January 18, 2014

If the placenta is not delivered

Expulsion of placenta -
Only when the features of placental separation and its descent into the lower segment
are confirmed, the patient is asked to bear down simultaneously with the hardening of
the uterus. The raised intra-abdominal pressure is often adequate to expel the placenta. 
If the patient fails to expel. one can wait safely upto 10 minutes if there is no bleeding.
As soon as the placenta passes through the introitus, it is grasped by the hands and
twisted round and round with gentle traction so that the membranes are stripped intact.
If the membranes threaten to tear, they are caught hold of by sponge holding forceps and
in similar twisting movements the rest of the membranes are delivered.

If the spontaneous expulsion fails or is not practicable, because of delivery under 
anaesthesia, any one of the following methods can be used to expendite expulsion.

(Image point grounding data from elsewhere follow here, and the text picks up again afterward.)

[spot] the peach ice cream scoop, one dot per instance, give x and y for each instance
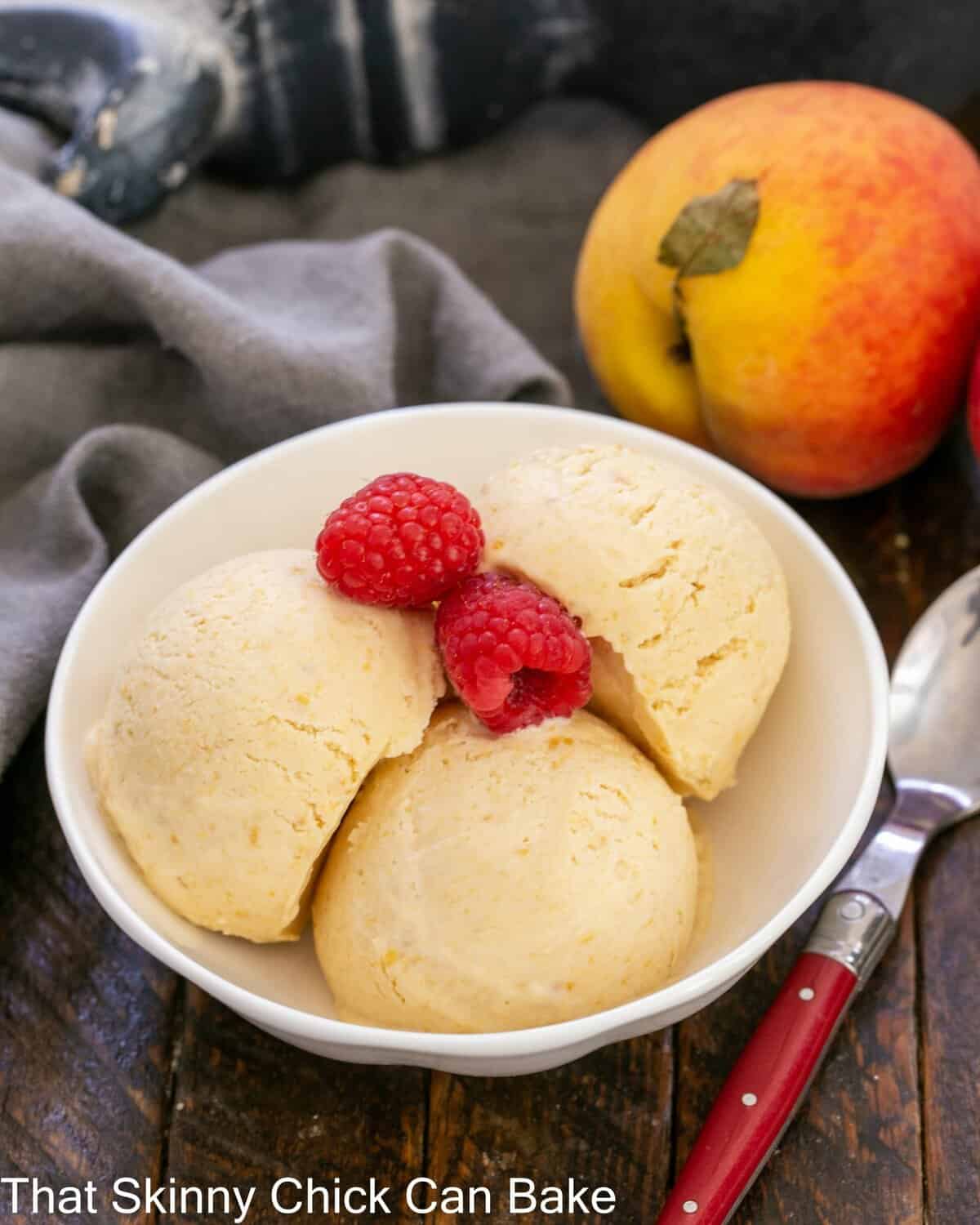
(501, 882)
(680, 595)
(242, 724)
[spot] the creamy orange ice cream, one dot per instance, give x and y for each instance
(242, 724)
(680, 593)
(501, 882)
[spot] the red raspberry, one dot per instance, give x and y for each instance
(514, 656)
(403, 541)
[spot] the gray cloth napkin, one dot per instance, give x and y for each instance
(127, 377)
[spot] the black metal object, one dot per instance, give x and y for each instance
(271, 90)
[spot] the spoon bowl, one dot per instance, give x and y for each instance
(935, 706)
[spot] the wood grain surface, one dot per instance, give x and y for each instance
(109, 1066)
(112, 1067)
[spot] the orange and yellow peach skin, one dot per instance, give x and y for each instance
(831, 359)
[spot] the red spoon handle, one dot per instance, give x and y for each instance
(762, 1092)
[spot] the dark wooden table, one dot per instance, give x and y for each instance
(110, 1066)
(113, 1067)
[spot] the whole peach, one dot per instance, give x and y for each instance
(831, 357)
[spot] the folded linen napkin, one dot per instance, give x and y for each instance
(127, 377)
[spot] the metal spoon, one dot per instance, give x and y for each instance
(935, 710)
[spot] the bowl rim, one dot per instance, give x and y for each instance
(678, 997)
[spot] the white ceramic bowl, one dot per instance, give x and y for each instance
(808, 782)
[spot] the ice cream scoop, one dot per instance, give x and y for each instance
(681, 595)
(242, 724)
(501, 882)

i) Controlled cord traction -
The palmar surface of the fingers of the left hand is placed (above the symphysis pubis)
approximately at the junction of upper and lower uterine segment. The body of the uterus
is pushed upwards and backwards, towards the umbilicus while by the right hand steady
tension (but not too strong traction) is given in downward and backward direction holding
the clamp until the placenta comes outside the introitus. The procedure is to be adopted
only when the uterus is hard and contracted.

ii) Fundal pressure -
The fundus is pushed downwards and backwards after placing four fingers behind the
fundus and the thumb in front using the uterus as a sort piston. The pressure must be
given only when the uterus becomes hard. If it is not, then make it hard by gentle rubbing.
The pressure is to be withdrawn as soon as the placenta passes through the introitus.
The uterus is massaged to make it hard, which facilitates expulsion of retained clots if any.
Injection of oxytocin (5-10) I.V. or methergin 0.2 mg is given intramuscularly.
Oxytocin is more stable and has lesser side effects.